Перезванивать Рудольф в такое время было неудобно, но та, не церемонясь, сама позвонила на городской телефон:
– Не спишь, Лебёдка? Назавтра студию под пилот выкроила. И Славка пообещал. Чеши к двенадцати на центральный подъезд, бегом снимем.
– С самим Славой Зайцевым? Да я помру со страха! – И Вале снова показалось, что её с кем-то перепутали.
– Не пыли, Лебёдка, умирают на первой передаче, а ты уже две пропахала. Шмотки на тебе будут Славины, он как раз шьёт на телеграфные столбы.
В связи с отъездом Вики и Эдика «Центр «Валентина» закрылся на каникулы. Валя была совершенно свободна и похвастала матери за завтраком:
– Снимаюсь сегодня с самим Славой Зайцевым!

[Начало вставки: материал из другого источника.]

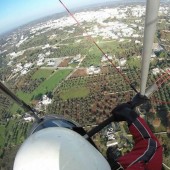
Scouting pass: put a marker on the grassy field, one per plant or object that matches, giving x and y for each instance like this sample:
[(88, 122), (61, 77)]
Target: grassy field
[(46, 86), (74, 93), (41, 73)]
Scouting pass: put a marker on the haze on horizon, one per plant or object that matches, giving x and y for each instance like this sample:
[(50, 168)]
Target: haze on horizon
[(19, 12)]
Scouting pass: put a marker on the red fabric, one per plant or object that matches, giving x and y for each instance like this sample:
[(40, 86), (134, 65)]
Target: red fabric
[(139, 149)]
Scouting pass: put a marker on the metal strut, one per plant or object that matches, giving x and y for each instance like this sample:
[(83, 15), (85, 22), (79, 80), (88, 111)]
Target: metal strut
[(152, 8)]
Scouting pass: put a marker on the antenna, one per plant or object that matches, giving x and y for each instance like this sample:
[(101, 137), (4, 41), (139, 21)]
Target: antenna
[(19, 101), (152, 8)]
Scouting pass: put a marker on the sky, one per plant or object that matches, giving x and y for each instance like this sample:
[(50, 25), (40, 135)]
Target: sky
[(14, 13)]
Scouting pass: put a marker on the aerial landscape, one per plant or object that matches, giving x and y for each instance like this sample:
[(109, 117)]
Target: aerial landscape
[(53, 65)]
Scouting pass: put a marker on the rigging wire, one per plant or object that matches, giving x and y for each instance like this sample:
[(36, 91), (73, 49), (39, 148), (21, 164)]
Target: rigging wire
[(158, 83), (93, 41)]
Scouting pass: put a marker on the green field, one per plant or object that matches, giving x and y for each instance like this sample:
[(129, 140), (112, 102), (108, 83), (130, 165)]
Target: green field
[(46, 86), (41, 73), (74, 93)]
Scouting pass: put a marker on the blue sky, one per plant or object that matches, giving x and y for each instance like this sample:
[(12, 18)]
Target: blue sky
[(17, 12)]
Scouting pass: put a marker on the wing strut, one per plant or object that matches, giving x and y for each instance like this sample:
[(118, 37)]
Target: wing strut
[(152, 8)]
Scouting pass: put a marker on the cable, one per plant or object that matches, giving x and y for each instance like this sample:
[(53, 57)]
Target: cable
[(93, 41)]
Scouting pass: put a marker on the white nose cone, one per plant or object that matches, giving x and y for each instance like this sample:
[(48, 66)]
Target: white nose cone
[(58, 149)]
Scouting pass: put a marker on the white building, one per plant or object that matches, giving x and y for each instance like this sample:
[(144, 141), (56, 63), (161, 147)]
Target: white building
[(122, 62), (104, 58), (46, 100), (156, 71), (93, 70)]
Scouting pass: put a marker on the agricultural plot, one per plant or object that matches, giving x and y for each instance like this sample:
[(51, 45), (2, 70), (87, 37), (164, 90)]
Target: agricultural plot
[(74, 93), (47, 85)]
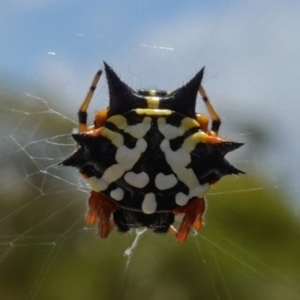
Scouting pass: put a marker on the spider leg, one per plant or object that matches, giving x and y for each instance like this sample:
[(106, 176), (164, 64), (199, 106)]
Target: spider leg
[(82, 114), (193, 212), (101, 208), (216, 122)]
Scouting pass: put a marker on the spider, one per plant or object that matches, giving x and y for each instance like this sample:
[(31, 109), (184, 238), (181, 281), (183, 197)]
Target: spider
[(149, 157)]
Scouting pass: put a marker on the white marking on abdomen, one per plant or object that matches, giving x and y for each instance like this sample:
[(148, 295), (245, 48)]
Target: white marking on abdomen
[(97, 184), (149, 203), (164, 182), (117, 194), (126, 159), (139, 130), (181, 199), (137, 180)]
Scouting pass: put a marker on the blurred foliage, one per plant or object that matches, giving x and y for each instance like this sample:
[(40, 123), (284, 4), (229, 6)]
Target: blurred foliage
[(248, 249)]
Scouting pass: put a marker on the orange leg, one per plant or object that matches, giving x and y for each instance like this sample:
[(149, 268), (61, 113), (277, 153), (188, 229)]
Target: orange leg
[(193, 212), (101, 208)]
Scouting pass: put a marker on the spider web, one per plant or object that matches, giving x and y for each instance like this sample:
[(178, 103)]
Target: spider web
[(249, 247)]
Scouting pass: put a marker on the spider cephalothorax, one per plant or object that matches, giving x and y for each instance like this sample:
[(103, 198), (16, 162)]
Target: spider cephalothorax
[(149, 156)]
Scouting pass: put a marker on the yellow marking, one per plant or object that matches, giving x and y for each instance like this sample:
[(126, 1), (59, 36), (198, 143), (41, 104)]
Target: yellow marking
[(119, 121), (152, 101), (153, 112), (116, 138), (152, 92), (190, 142), (188, 123)]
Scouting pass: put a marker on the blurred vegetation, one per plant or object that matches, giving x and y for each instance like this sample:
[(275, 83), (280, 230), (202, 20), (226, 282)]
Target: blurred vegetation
[(248, 249)]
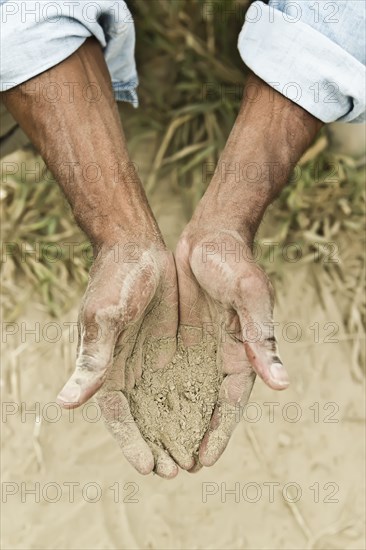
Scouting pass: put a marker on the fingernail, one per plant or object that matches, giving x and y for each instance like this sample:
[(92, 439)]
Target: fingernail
[(69, 394), (279, 374)]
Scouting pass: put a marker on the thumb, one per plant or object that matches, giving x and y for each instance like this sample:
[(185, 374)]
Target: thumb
[(95, 356)]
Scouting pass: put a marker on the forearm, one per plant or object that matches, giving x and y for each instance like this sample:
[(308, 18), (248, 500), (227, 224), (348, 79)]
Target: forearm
[(268, 138), (82, 142)]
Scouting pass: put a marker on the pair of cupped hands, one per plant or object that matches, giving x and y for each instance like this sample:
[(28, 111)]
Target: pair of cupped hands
[(137, 290)]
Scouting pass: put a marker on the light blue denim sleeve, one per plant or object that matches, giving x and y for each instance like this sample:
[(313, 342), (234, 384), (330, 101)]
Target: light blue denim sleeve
[(313, 52), (36, 35)]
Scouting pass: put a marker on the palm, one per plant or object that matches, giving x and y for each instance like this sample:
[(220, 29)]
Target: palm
[(223, 293)]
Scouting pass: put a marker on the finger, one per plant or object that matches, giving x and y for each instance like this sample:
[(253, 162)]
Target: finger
[(193, 308), (177, 451), (119, 421), (95, 356), (196, 468), (234, 394), (164, 465), (255, 311), (264, 358)]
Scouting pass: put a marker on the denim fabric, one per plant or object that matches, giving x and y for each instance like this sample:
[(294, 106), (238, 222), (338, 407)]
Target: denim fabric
[(36, 35), (311, 51)]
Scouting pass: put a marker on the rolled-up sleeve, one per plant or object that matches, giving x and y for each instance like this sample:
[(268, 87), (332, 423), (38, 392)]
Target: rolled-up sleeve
[(311, 52), (36, 35)]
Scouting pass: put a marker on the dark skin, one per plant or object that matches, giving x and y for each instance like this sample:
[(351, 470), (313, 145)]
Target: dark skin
[(215, 287)]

– А ты, доча, спроси, правда, что ль, он из Иванова? Я ж туда молодкой ездила опыт перенимать, – поделилась мать.
И Слава Зайцев мгновенно перестал быть страшным и недоступным, а превратился в своего парня из маленького города с ткацкой фабрикой.
Взволнованная торжественная Рудольф встречала в трикотажном оранжевом балахоне, увешанном кораллами, что делало её похожей на катающийся по студии апельсин-королёк.
За ней хвостом ходил автор студийного дизайна, тот самый художник. Он действительно был хорош собой – умоднённый белокурый парень с совершенно детскими глазами.
– Знакомься, Лебёдка, это Федя Кардасов, – громко представила Рудольф художника Вале, скривив губы в оранжевой помаде. – Тот самый, что студию изговнял.
– Ада, зачем вы меня всё время дискредитируете? – ещё громче возмутился он, словно никого, кроме них, здесь не было. – Сделал, что вы просили. И, заметьте, не ради денег. У меня фильм из-за вашей передачи стои́т.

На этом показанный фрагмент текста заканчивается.